Thread: Performance problems with DISTINCT ON

Performance problems with DISTINCT ON

From

"Sgarbossa Domenico"

Date:

29 September 2009, 03:57:57

I need to retrieve the most recent prices per products from a price list table:

CREATE TABLE listini_anagrafici
(
id character varying(36) NOT NULL,
articolo character varying(18),
listino character varying(5),
data_ent date,
data_fin date,
prezzo double precision,
ultimo boolean DEFAULT false,
date_entered timestamp without time zone NOT NULL,
date_modified timestamp without time zone NOT NULL,
created_by character varying(36),
modified_user_id character varying(36) NOT NULL,
deleted boolean NOT NULL DEFAULT false,
CONSTRAINT listini_anagrafici_id_key UNIQUE (id)
)

I guess the right query is:

select distinct on (articolo) articolo,data_ent,prezzo from listini_anagrafici order by articolo, data_ent desc

but it seems that this query runs slowly... about 5/6 seconds.

the table contains more or less 500K records, PostgreSQL version is 8.1.11 and the server has 4gb of RAM entirely dedicate to the db.

I've tried adding this index

CREATE INDEX articolo_data_ent ON listini_anagrafici (articoli, data_ent)

but it doesn't helps.

As you can see from the explain command (below) the query seems to ignore the index

'Unique (cost=73893.89..76551.25 rows=88312 width=24) (actual time=4022.578..5076.206 rows=193820 loops=1)'
' -> Sort (cost=73893.89..75222.57 rows=531472 width=24) (actual time=4022.574..4505.538 rows=531472 loops=1)'
' Sort Key: articolo, data_ent'
' -> Seq Scan on listini_anagrafici (cost=0.00..16603.72 rows=531472 width=24) (actual time=0.009..671.797 rows=531472 loops=1)'
'Total runtime: 5217.452 ms'

anyone knows how to make this query run faster?

Re: Performance problems with DISTINCT ON

From

Richard Huxton

Date:

29 September 2009, 05:28:52

Sgarbossa Domenico wrote:
> I need to retrieve the most recent prices per products from a price list table:

> select distinct on (articolo) articolo,data_ent,prezzo from listini_anagrafici order by articolo, data_ent desc
>
> but it seems that this query runs slowly... about 5/6 seconds.
> the table contains more or less 500K records, PostgreSQL version is 8.1.11 and the server has 4gb of RAM entirely
dedicateto the db. 

> 'Unique  (cost=73893.89..76551.25 rows=88312 width=24) (actual time=4022.578..5076.206 rows=193820 loops=1)'
> '  ->  Sort  (cost=73893.89..75222.57 rows=531472 width=24) (actual time=4022.574..4505.538 rows=531472 loops=1)'
> '        Sort Key: articolo, data_ent'
> '        ->  Seq Scan on listini_anagrafici  (cost=0.00..16603.72 rows=531472 width=24) (actual time=0.009..671.797
rows=531472loops=1)' 
> 'Total runtime: 5217.452 ms'

You've got 531472 rows in the table and the query is going to output
193820 of them.

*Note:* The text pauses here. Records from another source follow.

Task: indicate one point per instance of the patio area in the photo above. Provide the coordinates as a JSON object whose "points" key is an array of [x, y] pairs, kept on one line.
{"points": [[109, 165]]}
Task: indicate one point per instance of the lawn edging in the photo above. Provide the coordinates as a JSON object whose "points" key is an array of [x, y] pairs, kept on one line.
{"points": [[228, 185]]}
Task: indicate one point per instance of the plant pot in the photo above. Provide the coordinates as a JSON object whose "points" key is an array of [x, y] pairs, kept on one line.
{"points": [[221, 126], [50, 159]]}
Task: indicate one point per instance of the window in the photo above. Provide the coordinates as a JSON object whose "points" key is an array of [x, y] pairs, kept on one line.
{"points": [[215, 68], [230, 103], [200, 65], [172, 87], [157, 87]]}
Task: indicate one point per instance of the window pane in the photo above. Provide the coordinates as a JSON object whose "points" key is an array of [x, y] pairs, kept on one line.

Scanning the whole table is almost certainly the way to go.

If the table doesn't change much, you could try running a CLUSTER on the
index you've created. That will lock the table while it re-orders the
physical layout of the rows based on your index though, so it's no good
if the table is updated much.

Failing that, you could try issuing "set work_mem = ..." before the
query with increasing sizes for work_mem. That might make the sort
faster too.

--
  Richard Huxton
  Archonet Ltd

Re: Performance problems with DISTINCT ON

From

"Sgarbossa Domenico"

Date:

29 September 2009, 09:47:29

Subject: Re: [PERFORM] Performance problems with DISTINCT ON


> Sgarbossa Domenico wrote:
>> I need to retrieve the most recent prices per products from a price list
>> table:
>
>> select distinct on (articolo) articolo,data_ent,prezzo from
>> listini_anagrafici order by articolo, data_ent desc
>>
>> but it seems that this query runs slowly... about 5/6 seconds.
>> the table contains more or less 500K records, PostgreSQL version is
>> 8.1.11 and the server has 4gb of RAM entirely dedicate to the db.
>
>> 'Unique  (cost=73893.89..76551.25 rows=88312 width=24) (actual
>> time=4022.578..5076.206 rows=193820 loops=1)'
>> '  ->  Sort  (cost=73893.89..75222.57 rows=531472 width=24) (actual
>> time=4022.574..4505.538 rows=531472 loops=1)'
>> '        Sort Key: articolo, data_ent'
>> '        ->  Seq Scan on listini_anagrafici  (cost=0.00..16603.72
>> rows=531472 width=24) (actual time=0.009..671.797 rows=531472 loops=1)'
>> 'Total runtime: 5217.452 ms'
>
> You've got 531472 rows in the table and the query is going to output
> 193820 of them. Scanning the whole table is almost certainly the way to
> go.
>
> If the table doesn't change much, you could try running a CLUSTER on the
> index you've created. That will lock the table while it re-orders the
> physical layout of the rows based on your index though, so it's no good
> if the table is updated much.
>
> Failing that, you could try issuing "set work_mem = ..." before the
> query with increasing sizes for work_mem. That might make the sort
> faster too.
>

Thank you for the answer,
I've tried as you suggest but the only things that seems make some
differences is the work_mem parameter
This helps to reduce the amount of time about for the half (3 seconds) but
unfortunately this ain't enough.
If  there are a lot of concurrent request I think it could made the data
swap to the disk.
Should I try a different approach to solve this issue?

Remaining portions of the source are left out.